Today, about 5,000 lines are represented at the semi-annual trade event. At least 60,000 buyers register each February and August, and that figure is growing. Bernards projected a 20 percent increase in attendance for the February show.
“Our growth is not an accident,” said Mounger. “It’s based on a formula that can be applied to the women’s market.”
The ceo outlined it this way:
· “People want to deal with the decision makers,” he said. “We create a forum for management.
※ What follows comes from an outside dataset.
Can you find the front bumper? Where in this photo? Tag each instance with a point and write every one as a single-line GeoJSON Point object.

At any of our booths, there is a good chance that you will meet a company president, national sales manager and designer. And how many times can a salesman fly somewhere and meet a retail president, vice president, general merchandising manager and divisional merchandising manager all at once?”
Indeed, a statistical study of last February’s show revealed that 19 percent of retailers registered were store owners; 21 percent were presidents, and 10 percent were vice presidents.Eleven percent were from department stores; 7 percent were from chain stores, and 51 percent were from specialty stores.Moreover, many retailers and exhibitors do 60 percent of their men’s wear business at MAGIC.
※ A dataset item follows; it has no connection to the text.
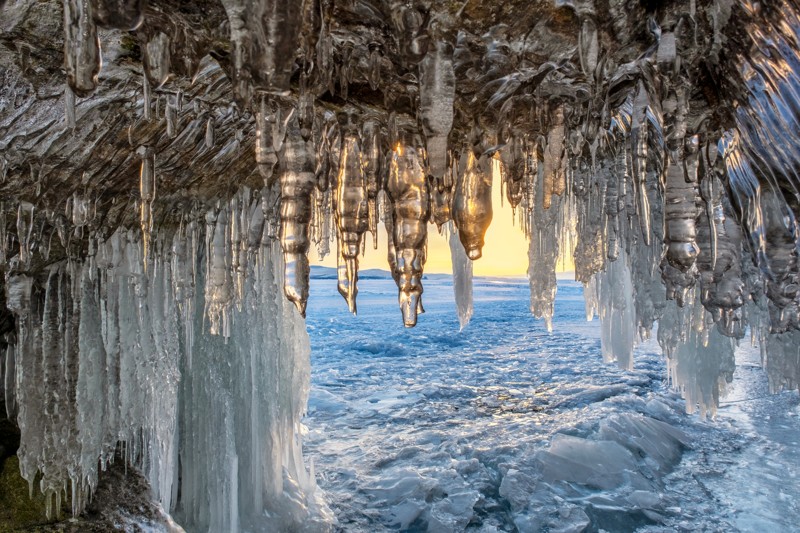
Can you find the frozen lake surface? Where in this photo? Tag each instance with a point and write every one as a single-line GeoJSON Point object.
{"type": "Point", "coordinates": [504, 427]}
“The key to our success lies also in our broad base of exhibitors,” the ceo continued. “We are interested in controlled growth of all areas. We don’t want to be put in any box.”
This month, MAGIC will feature a separate women’s area for the first time. The sold-out event — WWD/MAGIC International — will take up 200,000 square feet of the Las Vegas Hilton next door to the convention center. It will comprise 871 apparel and accessories booths as well as another dozen publications booths. And there’s a waiting list.
“For years, we’ve been hearing, ‘Why isn’t there something like MAGIC for the women’s industry?”‘ Mounger said. “Thirty-four percent of our buyers already buy women’s wear.”
Asked how WWD/MAGIC will differ from other women’s shows, Mounger said, “The competition has focused on producing sales representative-based shows while more business is being done management-to-management. There are tighter margins on both sides. We have been very selective. We are interested in exhibitors who make a corporate statement.”
Timing is also a critical success factor, Mounger said, adding that retailers today want “more bang for their travel buck.”
Key retailers expected to attend WWD/MAGIC International include Federated Department Stores, Burdines, Bon Marche, Mercantile Stores, Carter Hawley Hale, Younkers, Stern’s, Hess, Dayton Hudson, Lazarus, Nordstrom, Macy’s East & West, Bloomingdale’s and Robinsons-May. Discounters and general merchandise chains including Wal-Mart, J.C. Penney, Sears, Montgomery Ward, Caldor, Target, Best, Ross and K-Mart are also pre-registered. A host of specialty stores and mail-order catalogs round out the list.
Aside from the WWD show, the February MAGIC show will feature other significant changes. Bernards has remerchandised the men’s segment, devoting a pavilion to designers such as Calvin Klein and Hugo Boss. Another new pavilion will showcase emerging companies. Lastly, for the first time, MAGIC will spotlight 180 big-and-tall exhibitors in a separate area.
In order to accommodate everyone, hours are being expanded. The show will run from 8 a.m. to 6 p.m. instead of 9 a.m. to 5 p.m. Those with appointments can work the show from 7 a.m. to 7 p.m. Bernards said he will be encouraging buyers to make full use of the last day of market, traditionally the slowest one since exhibitors are eager to pack up and go home.
“We are starting to push the limits of how much people can shop,” Mounger said, adding that the MAGIC board is looking at future options, including additional days and staggering the women’s dates.
MAGIC executives are poised for a physical expansion, too. They have already secured the 700,000-square-foot convention center to be built at the nearby Sahara Hotel. With ground-breaking reportedly taking place in the next month or two, the facility is slated for completion in 1996.
Mounger and Bernards also noted that the Las Vegas Convention Center is looking to expand by an additional one million square feet in its 10-year plan. No doubt, they plan to fill it.